The association between vitamin D receptor (VDR) polymorphisms (rs731236, rs1544410, rs2228570, and rs7975232) and the risk of autoimmune thyroid disease (AITD) had been investigated in previous studies. However, the results of these studies remained controversial. Thus, a meta-analysis was performed to derive a more precise conclusion. All related articles were systematically searched by PubMed, Embase, Google Scholar, and Chinese National Knowledge Infrastructure (CNKI). The pooled odds ratios (ORs) with 95% confidence intervals (CIs) were calculated to assess the strength of association. The overall results indicated that VDR rs731236 and rs2228570 polymorphisms were significantly associated with a reduced risk of AITD. However, a stratification analysis based on clinical types showed that VDR rs731236 and rs2228570 polymorphisms were associated only with a reduced risk of HT. A stratification analysis by ethnicity showed that VDR rs731236 polymorphism was significantly associated with a reduced risk of AITD in Asian and African populations.

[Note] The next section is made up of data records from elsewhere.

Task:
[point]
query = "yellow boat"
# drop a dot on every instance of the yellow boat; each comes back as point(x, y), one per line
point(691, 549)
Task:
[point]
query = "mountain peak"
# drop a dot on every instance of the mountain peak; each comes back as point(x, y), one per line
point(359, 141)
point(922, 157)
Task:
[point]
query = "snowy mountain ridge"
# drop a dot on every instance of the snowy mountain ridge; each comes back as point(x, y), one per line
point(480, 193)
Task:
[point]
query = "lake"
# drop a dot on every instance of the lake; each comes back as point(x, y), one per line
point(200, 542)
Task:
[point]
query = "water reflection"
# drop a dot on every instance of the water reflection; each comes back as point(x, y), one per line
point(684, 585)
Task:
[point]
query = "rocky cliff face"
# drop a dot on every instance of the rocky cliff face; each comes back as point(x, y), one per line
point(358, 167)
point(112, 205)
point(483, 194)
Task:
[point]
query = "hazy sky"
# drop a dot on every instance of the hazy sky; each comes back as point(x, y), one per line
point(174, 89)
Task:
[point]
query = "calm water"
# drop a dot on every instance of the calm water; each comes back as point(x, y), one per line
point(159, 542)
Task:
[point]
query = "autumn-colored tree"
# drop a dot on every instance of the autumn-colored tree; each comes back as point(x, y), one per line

VDR rs2228570 polymorphism was associated with a reduced risk of AITD in Asian populations. VDR rs1544410 polymorphism was associated with a reduced risk of AITD in European and African populations, but with an increased risk of AITD in Asian populations. VDR rs7975232 polymorphism was significantly associated with an increased risk of AITD in African populations. In conclusion, the present study suggested that VDR rs731236, rs1544410, rs2228570, and rs7975232 polymorphisms were significantly associated with AITD risk. However, more well-designed studies should be performed to verify the current results.